Wie stellt man eine Grabeskirche auf die Beine?
"Nach wie vor stellen sich uns viele Fragen", so Hölscheidt. "Wie stellt man eine Grabeskirche auf die Beine? Wer trägt die Last? Wie verhält sich das jeweilige Bistum zu solchen Plänen? Wie sieht ein professionelles Marketing aus?" Die Menschen wollten ihren Verstorbenen eine letzte Heimat geben, und dem böten die Grabeskirchen oder Kolumbarien Raum. "Damit muss man dann aber auch ordentlich umgehen", betont die Theologin. Notwendig sei ein tragfähiges pastorales Konzept, das von der Kirche mehr verlange als das Betreiben eines Friedhofs. Auch müsse man die gegensätzlichen Reaktionen - von begeisterter Zustimmung bis hin zu totaler Ablehnung - berücksichtigen.
Für das Kolumbarium Sankt Antonius in Datteln, für das Maria Hölscheidt selbst zuständig ist, gibt es eine klare inhaltlich-pastorale Ausrichtung: Bestattungs- und Erinnerungskultur, Trauerarbeit sowie regelmäßige Gebetszeiten und Veranstaltungen zu verschiedenen Schwerpunkten, etwa zum Thema Suizid oder zu Krisen und Katastrophen.
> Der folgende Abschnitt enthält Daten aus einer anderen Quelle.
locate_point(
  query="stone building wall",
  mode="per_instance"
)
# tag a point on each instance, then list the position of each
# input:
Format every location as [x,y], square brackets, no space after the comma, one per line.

Szenenwechsel: Die Kolumbariumkirche Heilig Geist in Georgsmarienhütte-Oesede bietet in einer architektonisch ansprechenden und modernen Umgebung Platz für mehr als 1.000 Urnen - inmitten der Lebenden. Denn die Kirche wird nach wie vor für Gottesdienste genutzt. "Bei uns sind Leben und Tod, Vergangenheit und Zukunft miteinander verbunden", berichtet der Kirchenvorstandsvorsitzende Franz Hinrichsmeyer.
Inzwischen hätten auch Kritiker und Gegner des Gotteshaus-Umbaus zur Grabeskirche ihre Meinung geändert und zur Gemeinde zurückgefunden. "Wir sind wieder eine Gemeinschaft geworden", freut sich Hinrichsmeyer. Die Kolumbariumkirche wurde erst am 17. Dezember 2016 vom Osnabrücker Bischof Franz-Josef Bode eingeweiht.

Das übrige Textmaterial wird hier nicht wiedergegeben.